Sunday, September 04, 2005

fuck time warner; apologies, apologies; har mar superstar = me?

well. it's been a while. and while i offer apologies all around on behalf of yours truly, it really isn't my fault. upon returning from vacation we discovered that our internet was down. we called time warner, did everything they suggested, and even went to their office to swap out our modem. nothing. so we made an appointment for a technician to come out. and another and another. finally, after four no-shows and a lot of sitting near the doorbell and the telephone, i almost shit myself when a technician actually did come out and tinker with the line, divulging, in the process, some of the more sinister practices of his fellow techs ("yeah, if they see "please call" on a work order, they're pretty much not going to call, unless it's a number they know you won't be at").
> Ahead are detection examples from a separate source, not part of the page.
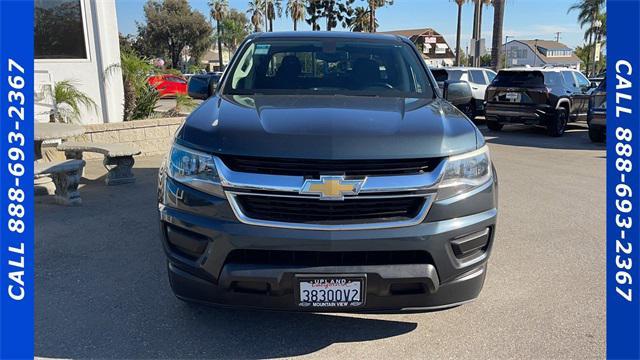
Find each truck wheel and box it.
[589,125,606,143]
[547,108,569,137]
[487,121,504,131]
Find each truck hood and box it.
[176,95,482,160]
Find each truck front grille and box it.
[237,195,425,224]
[220,155,443,177]
[225,249,433,267]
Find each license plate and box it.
[504,93,520,102]
[297,277,365,308]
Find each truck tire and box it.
[589,125,606,143]
[547,108,569,137]
[487,121,504,131]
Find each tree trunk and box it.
[491,0,504,71]
[456,4,462,66]
[469,0,480,66]
[475,0,484,66]
[369,0,376,32]
[584,34,595,76]
[216,20,222,70]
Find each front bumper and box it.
[485,102,556,125]
[159,172,497,311]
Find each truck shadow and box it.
[34,167,417,359]
[476,122,606,150]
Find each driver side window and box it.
[574,72,591,91]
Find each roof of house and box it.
[505,40,582,64]
[379,28,455,59]
[380,28,440,38]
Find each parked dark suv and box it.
[485,68,593,136]
[158,32,497,311]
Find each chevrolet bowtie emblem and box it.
[300,176,366,200]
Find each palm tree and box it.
[286,0,306,31]
[473,0,493,66]
[491,0,506,71]
[567,0,604,75]
[209,0,229,68]
[454,0,467,66]
[367,0,393,32]
[266,0,282,32]
[247,0,264,32]
[53,80,98,122]
[349,6,377,32]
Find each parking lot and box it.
[35,124,606,359]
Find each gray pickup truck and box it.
[158,32,498,312]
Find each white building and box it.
[504,40,581,70]
[34,0,124,124]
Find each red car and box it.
[147,74,187,97]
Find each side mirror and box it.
[442,80,472,105]
[187,75,216,100]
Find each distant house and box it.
[34,0,124,124]
[200,47,232,71]
[504,40,581,70]
[382,28,456,66]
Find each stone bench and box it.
[33,159,85,205]
[58,142,140,185]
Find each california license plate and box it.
[504,93,520,102]
[297,277,365,308]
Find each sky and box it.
[115,0,584,48]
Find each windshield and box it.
[447,70,465,81]
[224,39,434,98]
[491,70,545,87]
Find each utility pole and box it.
[504,35,515,69]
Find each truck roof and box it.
[248,31,409,41]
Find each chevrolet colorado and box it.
[158,32,497,312]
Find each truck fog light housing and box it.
[167,144,222,194]
[437,145,492,200]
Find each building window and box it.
[34,0,87,59]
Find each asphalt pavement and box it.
[35,121,606,359]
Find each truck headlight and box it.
[167,144,222,194]
[438,145,491,200]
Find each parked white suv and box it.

so we finally have internet access again, and, after being dicked around by countless supervisors and call center jockeys, i have a good mind to report the whole lot of 'em to the better business bureau and the state attorney general, in much more professional language than that elucidated here, in the vain hope that something might actually get done about it. if nothing else, i think i can cuss and scream my way into free internet service for the remainder of 2005.

as it stands, i can't switch services, as time warner seems to enjoy a monopoly in this region for high speed cable internet access.

before this whole debacle, i made a promise to reveal the identity of a certain vegan rockstar, and while i'm sure they exist (no doubt PETA can point the way for you), i need to come clean about something. in so doing, however, i can make another promise, that accompanying my confession is an amusing anecdote worth sticking around for. really, i promise.

so we were in long beach, staying with my mother-in-law after seeing har mar superstar takin' back charge at the knitting factory in hollywood. we played her some select cuts from the har mar canon, then appealed to his website in an attempt to better explain the enigma that is sean tillman's latest incarnation. having pacified her with my wife's laptop, we continued to go about the business of making breakfast. she explored the site with the all the zeal of a gold-hungry conquistador in peru, but, as it turns out, is not very computer savvy.

she told us as we were packing up our things that, on har mar's website, she had found a section that offered restaurant reviews, vegan recipes, and the like. "he even reviewed that place in canoga park and said that a vegan omelette really is possible." damn, i thought, that's cool, i'll have to send him a link to the surly vegan...

now, you probably know where this is going, but i was road-weary, tired, and, since i'm admitting so much already, sort of giddy at the possibility of befriending (perhaps impressing?) the handler. but, as it turns out, i'm not so bright. probably i'm not getting enough omega-3 fatty acids or something like that. my mother-in-law, i'm afraid, has no such excuse. she'd haplessly clicked on the bookmark on my wife's menu bar marked, you guessed it, "the surly vegan." so in fact i am the celebrity vegan in question, destined to meet mr. tillman once every few years in a parking lot or a club as a friend of a friend, myself in the role of totally forgettable blogger dork.